Proteins perform various functions and tasks in living organisms. The structure of a protein is essential in identifying the protein function. Therefore, determining the protein structure is of upmost importance. Nuclear Magnetic Resonance (NMR) is one of the experimental methods used to determine the protein structure. The bottleneck in NMR protein structure determination is assigning NMR peaks to corresponding nuclei, which is known as the assignment problem. This assignment process is manually performed in many laboratories. In this thesis, we have developed methodologies and software to automate this process.

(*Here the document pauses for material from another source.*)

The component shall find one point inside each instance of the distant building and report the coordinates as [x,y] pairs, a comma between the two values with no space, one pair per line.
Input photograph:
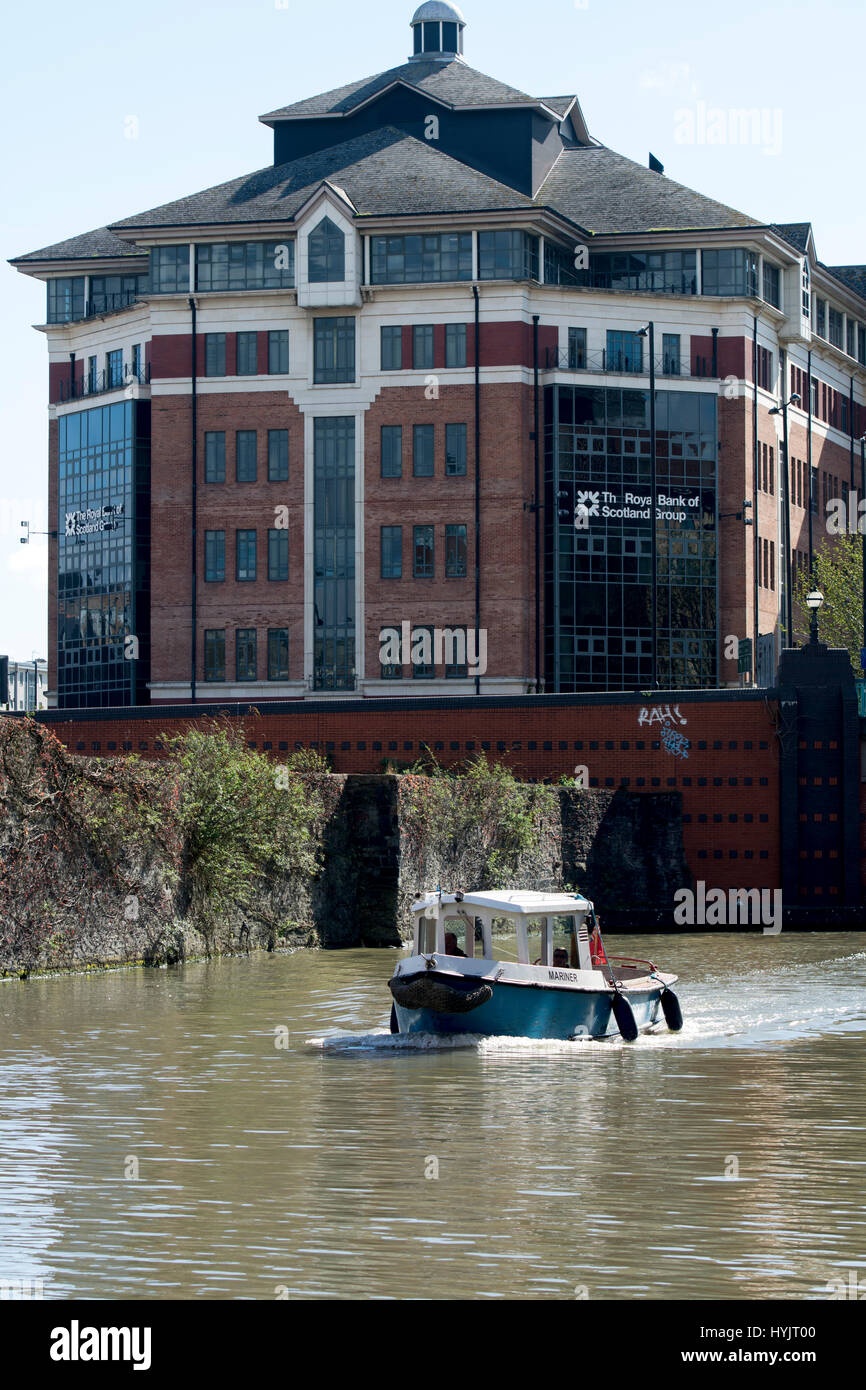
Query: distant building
[402,377]
[27,684]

The Structure Based Assignment (SBA) is an approach to solve this computationally challenging problem by using prior information about the protein that is obtained from a template structure. NVR-BIP is an approach that uses the Nuclear Vector Replacement (NVR) framework to model SBA as a binary integer programming problem. NVR-TS is a tabu search algorithm equipped with a guided perturbation mechanism to handle the proteins with larger residue numbers. NVR-ACO is an ant colony optimization approach that is inspired by the behavior of living ants to minimize peaks-nuclei matching cost. One of the input data utilized in these approaches is the Nuclear Overhauser Effect (NOE) data. NOE is an interaction observed between two protons if the protons are located close in space. These protons could be amide protons (HN), protons attached to the alpha-carbon atom in the backbone of the protein (HA), or side chain protons. NVR only uses backbone protons. In the previous approaches using the NVR framework, the proton type was not distinguished in the NOEs and only the HN coordinates were used to incorporate the NOEs into the computation. In this thesis, we fix this problem and use both the HA and HN coordinates and the corresponding distances in our computations. In addition, in the previous studies within this context the distance threshold value for the NOEs was manually tuned for different proteins. However, this limits the application of the methodology for novel proteins. In this thesis we set the threshold value in a standard manner for all proteins by extracting the NOE upper bound distances from the data. Furthermore, for the Maltose Binding Protein (MBP), we extract the NOE upper bound distances from the NMR peak intensity values directly.

We tested our approach on NVR-BIP's data set and compared our new approaches with NVR-BIP, NVR-TS, and NVR-ACO. The experimental results show that the proposed approach improves the assignment accuracies significantly. In particular, we achieved 100% assignment accuracy on EIN and 78% assignment accuracy on MBP proteins as compared to 83% and 73% accuracies, respectively, obtained in the previous approaches.